By Stephen Jen & Spyros Andreopoulos | London

Summary and Conclusions

In 2009, assuming that the global economy does find a trough by summer, we see the dollar rallying further into the trough, but underperforming most other currencies as the world recovers in 2H. The swings in the global business cycle will likely be the dominant driver for the dollar. (For the ‘Dollar Smile’, the horizontal axis is the US growth premium over the rest of the G7. This means that the world surges higher on the left side of the Dollar Smile only if the US economy underperforms the G7. As the rest of the world catches up to the flattering US economy, however, the world drifts back down into the ‘gutter’ of the Dollar Smile, eroding the safe-haven bid for the dollar. Only successive downward adjustments in US growth could propel the dollar higher.) Other factors such as US government debt sustainability and the US inflation outlook associated with the Fed’s QE (quantitative easing) operations will likely be secondary considerations, mainly because we believe that US Treasuries will likely remain well-supported while a flare-up in inflation is not a probable risk.
There is no official change to our forecast, and we continue to look for EUR/USD to dip to 1.10 by 2Q, before recovering to 1.20 by end-2009. USD/JPY will likely exhibit a similar U-shaped trajectory, dropping to 85 by 2Q before rising to 100 by end-2009. Most EM currencies will likely experience intense depreciation pressures vis-à-vis the USD in 1H. Differentiation at the EM country level will likely be unproductive in the sell-off phase. But in the recovery phase, country-specific factors will likely drive a wedge between the currencies of the ‘good’ from the ‘bad’ economies.
Resurrecting our ‘Four Seasons’ Framework
In thinking about how currencies might be affected by large swings in the global business cycle, it is important to consider both the real side (the real economy) and the financial side (the buoyancy of the global equity markets) factors. In other words, exchange rates are not only functions of the relative economic growth rate, but are also sensitive to general levels of risk appetite, which, in our view, are correlated with the buoyancy of the world’s equity markets. We illustrate a simple framework we have been using for some time (see Currency Implications of a Slowdown in the US, September 6, 2007).

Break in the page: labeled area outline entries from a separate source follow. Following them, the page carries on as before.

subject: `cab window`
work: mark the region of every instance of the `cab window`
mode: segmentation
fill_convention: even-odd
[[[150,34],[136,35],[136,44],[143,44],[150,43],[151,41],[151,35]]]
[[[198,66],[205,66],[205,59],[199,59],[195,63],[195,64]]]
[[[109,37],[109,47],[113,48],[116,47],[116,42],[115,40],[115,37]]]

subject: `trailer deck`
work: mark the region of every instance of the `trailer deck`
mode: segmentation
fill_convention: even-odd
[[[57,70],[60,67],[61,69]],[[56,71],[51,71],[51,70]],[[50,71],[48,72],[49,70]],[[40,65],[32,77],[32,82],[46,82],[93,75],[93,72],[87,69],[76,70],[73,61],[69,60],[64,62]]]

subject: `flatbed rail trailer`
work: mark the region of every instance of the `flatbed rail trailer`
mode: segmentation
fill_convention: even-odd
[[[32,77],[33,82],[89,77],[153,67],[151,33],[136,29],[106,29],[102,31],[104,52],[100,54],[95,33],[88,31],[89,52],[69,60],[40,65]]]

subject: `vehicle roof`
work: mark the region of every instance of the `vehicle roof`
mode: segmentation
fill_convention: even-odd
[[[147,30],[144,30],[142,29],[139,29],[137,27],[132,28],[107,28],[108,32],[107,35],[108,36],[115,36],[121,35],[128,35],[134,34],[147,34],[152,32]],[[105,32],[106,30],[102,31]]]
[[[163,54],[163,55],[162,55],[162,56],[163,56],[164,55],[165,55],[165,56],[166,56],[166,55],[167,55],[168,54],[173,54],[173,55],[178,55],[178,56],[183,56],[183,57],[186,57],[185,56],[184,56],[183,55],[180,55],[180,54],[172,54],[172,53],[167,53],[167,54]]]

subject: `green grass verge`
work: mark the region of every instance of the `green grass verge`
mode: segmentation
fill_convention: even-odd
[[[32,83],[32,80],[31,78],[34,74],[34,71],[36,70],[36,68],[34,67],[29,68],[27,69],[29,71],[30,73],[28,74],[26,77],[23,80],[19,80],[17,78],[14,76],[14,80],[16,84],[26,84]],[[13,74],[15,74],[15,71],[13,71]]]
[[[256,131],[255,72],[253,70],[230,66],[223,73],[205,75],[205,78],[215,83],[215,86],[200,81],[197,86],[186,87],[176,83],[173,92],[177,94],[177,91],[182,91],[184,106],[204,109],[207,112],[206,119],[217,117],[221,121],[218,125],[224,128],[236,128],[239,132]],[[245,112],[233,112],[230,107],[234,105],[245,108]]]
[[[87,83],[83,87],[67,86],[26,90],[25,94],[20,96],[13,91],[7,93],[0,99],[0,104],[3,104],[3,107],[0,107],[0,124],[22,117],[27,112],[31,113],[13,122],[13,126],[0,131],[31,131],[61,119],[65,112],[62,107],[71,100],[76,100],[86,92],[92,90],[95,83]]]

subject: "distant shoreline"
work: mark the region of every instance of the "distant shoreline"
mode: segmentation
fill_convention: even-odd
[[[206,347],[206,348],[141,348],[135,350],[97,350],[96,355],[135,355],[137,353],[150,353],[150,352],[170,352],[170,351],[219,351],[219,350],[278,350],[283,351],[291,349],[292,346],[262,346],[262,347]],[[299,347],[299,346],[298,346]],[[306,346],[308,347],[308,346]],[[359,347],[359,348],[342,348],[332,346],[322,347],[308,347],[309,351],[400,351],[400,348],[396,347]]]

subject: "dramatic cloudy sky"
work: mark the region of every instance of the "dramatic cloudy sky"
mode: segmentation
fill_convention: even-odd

On the horizontal axis, we show the relative strength of the global economy. To the right, the global economy is strong. To the left, we have slow global growth. On the vertical axis, we show the buoyancy of global equity markets. Since financial markets tend to be ‘forward-looking’ and anticipatory, when the world plunges into a recession, earnings forecasts are cut and risk-taking curtailed, and equity prices would be likely to fall as a result, ahead of the actual contraction in economic activities.
Thus, we have traced out the path A-B-C to convey the notion that equity markets will fall before the global economy reaches its trough. (As the stock market moves faster than the economy, we move along path A-B-C rather than directly from A-C.) Following on from this, as the global economy climbs out of a recession, equity markets could anticipate this outcome and path C-D-A would then be likely. We call this framework the Economic and Financial Life Cycle, or the ‘Four Seasons’ framework for currencies.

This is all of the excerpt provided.